P ") 0.5 part, and the mixture was kneaded with a roll kneader at 190 ° C for 3 minutes, and then the temperature was 195 ° C and the pressure was 75 k.
Press molding was performed at g / cm ² for 6 minutes to obtain a vinyl chloride resin test panel having a thickness of 3 mm.

Evaluation items and evaluation methods are shown below. (Impact resistance) The results of an Izod impact test (hereinafter referred to as Izod) based on JIS K7110 are shown in Table 1. The unit is kg · cm / cm ² . (Tensile Strength) Table 1 shows the results of a tensile strength test conducted in accordance with JIS K7113. The unit is kg / cm ² .

[0052]

[Table 1]

[0053]

[Table 2]

[0054]

The vinyl chloride resin of the present invention is a vinyl chloride resin having excellent impact resistance and mechanical strength because it is graft-copolymerized with vinyl chloride on an acrylic copolymer latex.

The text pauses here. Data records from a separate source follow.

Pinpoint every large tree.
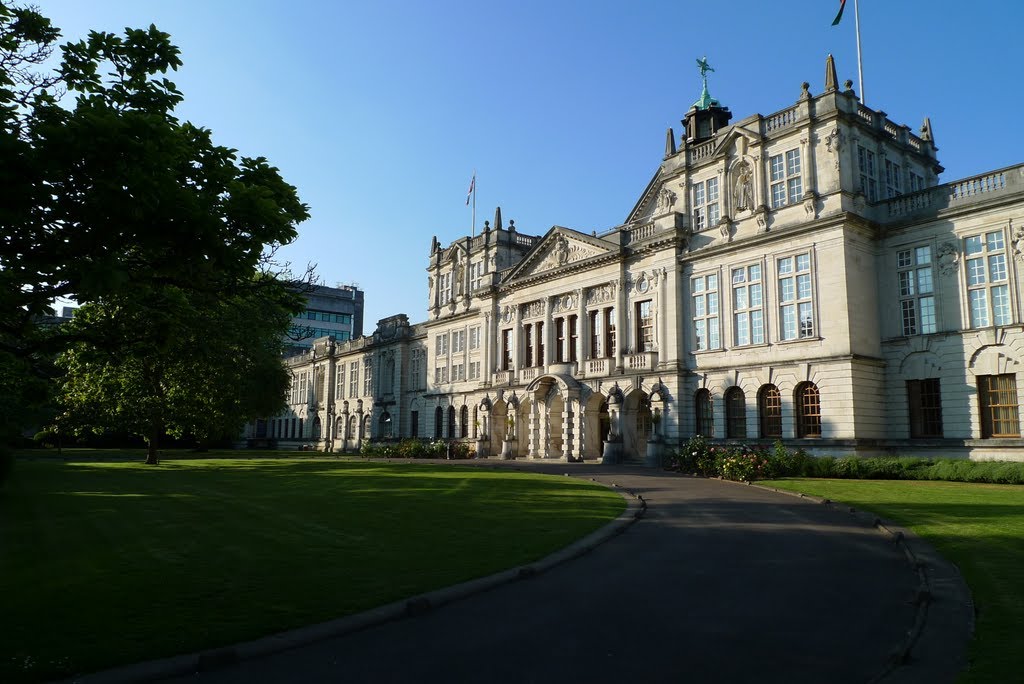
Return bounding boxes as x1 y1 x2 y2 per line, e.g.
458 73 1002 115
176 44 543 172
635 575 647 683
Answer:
0 0 308 462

It can be suitably used for applications requiring impact resistance such as soundproof walls, window frames and sashes.

Claims (1)

[Claims] 1. A vinyl chloride resin obtained by graft-copolymerizing 1 to 30% by weight of acrylic copolymer latex with 70 to 99% by weight of vinyl chloride, wherein the acrylic copolymer latex is A) Acrylic copolymer containing 1 to 50% by weight of a mixed monomer consisting of 100 parts by weight of a vinyl monomer having a glass transition temperature of -20 ° C. or higher and (B) 0.1 to 20 parts by weight of a polyfunctional monomer. 5
The acrylic copolymer is obtained by graft copolymerization in an amount of 0 to 99% by weight, and the acrylic copolymer contains an alkyl (meth) acrylate whose homopolymer (C) has a glass transition temperature of less than -20 ° C as a main component. A vinyl chloride resin characterized by being obtained by copolymerizing 100 parts by weight of an acrylic monomer and 0.1 to 10 parts by weight of a polyfunctional monomer (B).